Далее в истории говорится о том, что эта операция оказалась для
привратника не вполне удобной, поскольку пересаженный глаз сохранял все
кошачьи повадки, и, когда его новый хозяин хотел спать по ночам, зоркий
кошачий глаз упорно высматривал мышей, а днем был закрыт и дремал. Тем не
менее привратник ужасно обрадовался, побежал и рассказал все Нуаде, который
распорядился, чтобы врачевателей, совершивших столь волшебное исцеление,
немедленно привели к нему. Войдя, врачи услышали, что бывший король стонет;
оказалось, что у Нуады загноился один из суставов в том месте, где его
искусственная серебряная рука соприкасается с телом. Мидах спросил короля,
где же его настоящая рука, и услышал в ответ, что она зарыта глубоко в
земле. Мидах выкопал ее, приладил на прежнее место к культяшке Нуады и
сделал тугую перевязку, сказав: "Жилы с жилами, кости с костями, а ну-ка,
срастайтесь!" И за три дня и три ночи рука прижилась, приросла на прежнем
месте и стала действовать как и прежде, так что Нуада снова стал здоров.
Когда Диан Кехт, отец Мидаха, услышал об этом, он страшно разгневался
при мысли, что его сын превзошел его самого в искусстве врачевания. Он
тотчас послал за ним и, как только сын вошел, ударил его по голове мечом,
пробив кожу, но не повредив мышц. Мидах с легкостью залечил эту ранку. Тогда
Диан Кехт ударил его вновь, и на этот раз рана была уже до кости. Мидах
излечил и эту рану. Когда же отец ударил его в третий раз, меч прорубил
лобовую кость и задел мембрану мозга. Но Мидах и на этот раз смог залечить
рану. Однако четвертым ударом Диан Кехт прорубил череп и рассек мозг надвое,
и Мидах уже ничего не смог поделать. Он мгновенно умер, и Диан Кехт
похоронил его.
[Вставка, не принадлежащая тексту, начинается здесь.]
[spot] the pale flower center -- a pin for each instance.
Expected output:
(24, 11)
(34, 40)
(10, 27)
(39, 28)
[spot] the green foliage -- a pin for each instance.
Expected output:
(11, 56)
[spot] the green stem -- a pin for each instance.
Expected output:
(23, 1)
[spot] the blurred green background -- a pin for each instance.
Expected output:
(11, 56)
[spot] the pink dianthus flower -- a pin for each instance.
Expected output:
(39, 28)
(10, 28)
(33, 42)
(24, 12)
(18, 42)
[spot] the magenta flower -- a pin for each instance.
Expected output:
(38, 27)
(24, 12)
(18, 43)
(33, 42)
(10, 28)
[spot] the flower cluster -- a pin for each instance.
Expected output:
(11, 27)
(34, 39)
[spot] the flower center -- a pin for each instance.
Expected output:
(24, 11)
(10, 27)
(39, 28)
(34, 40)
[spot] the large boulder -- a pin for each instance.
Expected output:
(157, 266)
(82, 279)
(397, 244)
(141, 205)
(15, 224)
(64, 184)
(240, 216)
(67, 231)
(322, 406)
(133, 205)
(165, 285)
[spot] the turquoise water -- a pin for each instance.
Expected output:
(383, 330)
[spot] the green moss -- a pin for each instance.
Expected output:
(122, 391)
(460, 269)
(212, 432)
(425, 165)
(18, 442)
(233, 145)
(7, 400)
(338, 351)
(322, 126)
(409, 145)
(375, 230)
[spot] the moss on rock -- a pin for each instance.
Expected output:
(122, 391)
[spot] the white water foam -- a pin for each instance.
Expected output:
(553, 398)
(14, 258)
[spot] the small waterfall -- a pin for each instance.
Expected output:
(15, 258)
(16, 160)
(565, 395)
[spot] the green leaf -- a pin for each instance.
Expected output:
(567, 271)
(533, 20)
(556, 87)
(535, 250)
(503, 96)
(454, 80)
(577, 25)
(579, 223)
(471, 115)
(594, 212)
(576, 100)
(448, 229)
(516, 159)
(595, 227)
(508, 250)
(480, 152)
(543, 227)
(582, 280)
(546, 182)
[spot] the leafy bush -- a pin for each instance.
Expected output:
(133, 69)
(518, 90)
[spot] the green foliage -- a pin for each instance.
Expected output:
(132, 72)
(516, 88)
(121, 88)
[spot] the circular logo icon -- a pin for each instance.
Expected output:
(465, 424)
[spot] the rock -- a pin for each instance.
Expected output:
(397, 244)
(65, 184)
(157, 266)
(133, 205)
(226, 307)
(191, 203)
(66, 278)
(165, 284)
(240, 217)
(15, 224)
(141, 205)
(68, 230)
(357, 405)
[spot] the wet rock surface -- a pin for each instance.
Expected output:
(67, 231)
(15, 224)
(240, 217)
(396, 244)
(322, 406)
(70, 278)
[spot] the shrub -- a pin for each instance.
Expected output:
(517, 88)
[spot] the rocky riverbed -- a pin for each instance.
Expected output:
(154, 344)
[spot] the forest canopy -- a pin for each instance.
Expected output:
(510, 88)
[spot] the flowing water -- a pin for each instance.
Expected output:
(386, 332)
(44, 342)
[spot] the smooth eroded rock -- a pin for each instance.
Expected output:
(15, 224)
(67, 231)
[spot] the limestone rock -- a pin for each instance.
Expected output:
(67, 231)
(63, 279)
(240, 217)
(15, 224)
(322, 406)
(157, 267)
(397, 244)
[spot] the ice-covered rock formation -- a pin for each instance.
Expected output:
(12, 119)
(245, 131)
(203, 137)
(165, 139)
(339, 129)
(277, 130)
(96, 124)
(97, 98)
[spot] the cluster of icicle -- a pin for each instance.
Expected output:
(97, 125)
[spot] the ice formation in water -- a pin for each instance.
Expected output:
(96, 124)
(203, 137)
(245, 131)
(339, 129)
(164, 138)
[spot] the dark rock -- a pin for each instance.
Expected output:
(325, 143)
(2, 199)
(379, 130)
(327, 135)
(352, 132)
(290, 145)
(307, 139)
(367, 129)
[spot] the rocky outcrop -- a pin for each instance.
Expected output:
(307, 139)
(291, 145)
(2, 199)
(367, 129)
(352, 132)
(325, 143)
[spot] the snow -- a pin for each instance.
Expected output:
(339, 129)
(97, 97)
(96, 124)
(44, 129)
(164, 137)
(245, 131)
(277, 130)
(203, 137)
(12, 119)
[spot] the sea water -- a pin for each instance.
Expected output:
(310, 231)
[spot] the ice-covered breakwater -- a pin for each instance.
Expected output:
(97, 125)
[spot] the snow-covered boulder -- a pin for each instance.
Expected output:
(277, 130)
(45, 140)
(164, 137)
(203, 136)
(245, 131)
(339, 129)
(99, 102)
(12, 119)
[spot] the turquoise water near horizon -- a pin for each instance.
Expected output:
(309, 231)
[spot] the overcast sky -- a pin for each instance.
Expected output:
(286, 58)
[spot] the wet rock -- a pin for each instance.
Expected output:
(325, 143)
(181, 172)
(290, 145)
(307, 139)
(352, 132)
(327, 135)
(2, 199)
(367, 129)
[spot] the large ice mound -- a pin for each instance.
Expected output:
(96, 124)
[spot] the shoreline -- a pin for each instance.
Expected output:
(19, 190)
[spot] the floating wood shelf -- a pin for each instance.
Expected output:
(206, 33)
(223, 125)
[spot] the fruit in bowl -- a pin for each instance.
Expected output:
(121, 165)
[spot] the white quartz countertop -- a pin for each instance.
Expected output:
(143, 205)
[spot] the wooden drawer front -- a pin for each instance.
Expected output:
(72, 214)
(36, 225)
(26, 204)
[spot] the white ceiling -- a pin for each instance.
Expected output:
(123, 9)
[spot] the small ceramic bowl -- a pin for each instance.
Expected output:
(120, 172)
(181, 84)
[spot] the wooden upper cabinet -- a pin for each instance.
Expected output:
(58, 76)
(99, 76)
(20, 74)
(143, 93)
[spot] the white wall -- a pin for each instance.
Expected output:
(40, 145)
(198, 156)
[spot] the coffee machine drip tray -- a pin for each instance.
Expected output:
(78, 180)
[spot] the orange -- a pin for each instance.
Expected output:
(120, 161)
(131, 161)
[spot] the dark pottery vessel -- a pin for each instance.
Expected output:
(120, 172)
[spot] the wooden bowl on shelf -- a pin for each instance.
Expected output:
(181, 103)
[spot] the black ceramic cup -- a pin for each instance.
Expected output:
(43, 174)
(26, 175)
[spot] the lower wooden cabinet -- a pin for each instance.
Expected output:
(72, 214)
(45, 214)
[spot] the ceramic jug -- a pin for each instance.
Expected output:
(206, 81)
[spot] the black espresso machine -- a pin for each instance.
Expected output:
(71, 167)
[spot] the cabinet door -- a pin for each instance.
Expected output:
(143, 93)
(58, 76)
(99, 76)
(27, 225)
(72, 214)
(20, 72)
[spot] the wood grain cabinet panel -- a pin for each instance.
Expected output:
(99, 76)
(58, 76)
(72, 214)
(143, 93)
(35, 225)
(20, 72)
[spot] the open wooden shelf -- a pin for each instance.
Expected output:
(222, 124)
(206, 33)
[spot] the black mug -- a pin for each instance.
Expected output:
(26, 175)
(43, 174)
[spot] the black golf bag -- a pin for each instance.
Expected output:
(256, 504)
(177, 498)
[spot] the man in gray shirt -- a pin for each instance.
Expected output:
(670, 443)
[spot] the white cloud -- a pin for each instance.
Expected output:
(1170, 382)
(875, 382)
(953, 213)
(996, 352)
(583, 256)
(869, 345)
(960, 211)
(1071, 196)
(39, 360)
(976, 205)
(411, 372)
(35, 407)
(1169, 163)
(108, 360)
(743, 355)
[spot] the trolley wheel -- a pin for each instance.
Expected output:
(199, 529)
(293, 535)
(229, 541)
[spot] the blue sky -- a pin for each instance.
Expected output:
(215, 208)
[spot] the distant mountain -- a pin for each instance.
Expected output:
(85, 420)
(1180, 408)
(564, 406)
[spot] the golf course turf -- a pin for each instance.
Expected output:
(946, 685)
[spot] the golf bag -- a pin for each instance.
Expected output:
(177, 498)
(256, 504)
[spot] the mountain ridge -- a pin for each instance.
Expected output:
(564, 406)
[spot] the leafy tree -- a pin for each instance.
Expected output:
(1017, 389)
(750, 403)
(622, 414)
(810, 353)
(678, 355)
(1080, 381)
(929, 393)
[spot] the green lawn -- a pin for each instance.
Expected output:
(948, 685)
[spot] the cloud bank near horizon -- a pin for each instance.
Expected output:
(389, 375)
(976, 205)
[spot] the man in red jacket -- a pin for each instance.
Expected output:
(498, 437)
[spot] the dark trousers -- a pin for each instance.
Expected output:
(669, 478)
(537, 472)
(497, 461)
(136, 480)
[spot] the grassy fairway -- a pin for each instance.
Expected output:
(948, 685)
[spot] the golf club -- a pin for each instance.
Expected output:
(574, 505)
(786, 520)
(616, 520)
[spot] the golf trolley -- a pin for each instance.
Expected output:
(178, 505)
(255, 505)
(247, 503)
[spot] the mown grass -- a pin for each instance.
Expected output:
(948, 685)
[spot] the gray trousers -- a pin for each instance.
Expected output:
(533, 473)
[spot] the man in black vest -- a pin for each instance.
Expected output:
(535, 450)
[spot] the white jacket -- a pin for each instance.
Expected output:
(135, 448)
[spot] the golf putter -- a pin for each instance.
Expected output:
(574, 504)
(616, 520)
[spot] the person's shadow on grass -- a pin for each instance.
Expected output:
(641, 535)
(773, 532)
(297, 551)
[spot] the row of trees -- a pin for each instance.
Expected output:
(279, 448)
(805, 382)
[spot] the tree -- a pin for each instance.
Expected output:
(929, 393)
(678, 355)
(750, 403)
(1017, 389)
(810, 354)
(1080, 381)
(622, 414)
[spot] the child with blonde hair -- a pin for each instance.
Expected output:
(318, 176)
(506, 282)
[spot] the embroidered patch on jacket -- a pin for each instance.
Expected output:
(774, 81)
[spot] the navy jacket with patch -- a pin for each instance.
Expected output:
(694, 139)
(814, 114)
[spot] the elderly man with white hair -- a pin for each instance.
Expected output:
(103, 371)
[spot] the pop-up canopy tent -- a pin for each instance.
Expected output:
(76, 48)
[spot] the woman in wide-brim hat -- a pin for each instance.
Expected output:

На его могиле выросло триста шестьдесят пять стебельков
травы, по одному для излечения всех болезней каждого из трехсот шестидесяти
пяти нервов, имеющихся в человеческом теле. Эйрмид, сестра Мидаха, бережно
сорвала их и разложила на своем плаще в соответствии с их лекарственными
свойствами. Однако ее гневный и жестокий отец скомкал плащ и непоправимо
перемешал травинки. Если бы он этого не сделал, замечает старинный
переписчик, люди умели бы излечивать любые болезни и таким обазом обрели бы
бессмертие.
Исцеление руки Нуады произошло как раз в то время когда племя богини
Дану наконец убедилось, что жестокость и тиранию Бреса терпеть больше
невозможно. Последней каплей, переполнившей чашу терпения богов, стало
оскорбление, которое Брес нанес Кэйрбру, сыну Огмы, богу литературы. Это
оскорбление нанесло удар по традиционным ценностям. Поэты всегда
пользовались у кельтов особым почетом, и, когда Кэйрбр, бард Туатха Де
Данаан, пришел в гости к Бресу, он ожидал, что его примут с подобающим
почтением и усадят за стол рядом с королем. Однако вместо этого Брес отвел
ему тесную, темную комнатку, где не было ни очага, ни постели и вообще
никакой мебели, за исключением низенького стола. На столе стояло блюдо с
маленькими кусочками засохшего хлеба; это и было угощение для знаменитого
барда. На следующее утро Кэйрбр встал очень рано и покинул дворец, даже не
увидевшись с Бресом. У поэтов существовал обычай: перед тем как покинуть
двор короля, полагалось сложить хвалебные стихи в честь хозяина, однако
оскорбленный Кэйрбр вместо панегирика сочинил едкую сатиру на Бреса. Это
было первое сатирическое стихотворение, написанное в Ирландии; на наш
взгляд, оно сохраняет характерные черты, говорящие о его древности. В
переводе оно звучит примерно так:

Ни мяса на тарелках,
Ни молока в кувшинах;
Ни крова для бездомных,
Ни золота для бардов:
Пусть Брес подавится щедротами своими!

Столь резкая сатира, брошенная Кэйрбром в лицо королю, надо полагать,
заставила последнего вспыхнуть от ярости. Она представляла собой несмываемый
позор, и тот, на кого он ложился, не мог более занимать королевский трон.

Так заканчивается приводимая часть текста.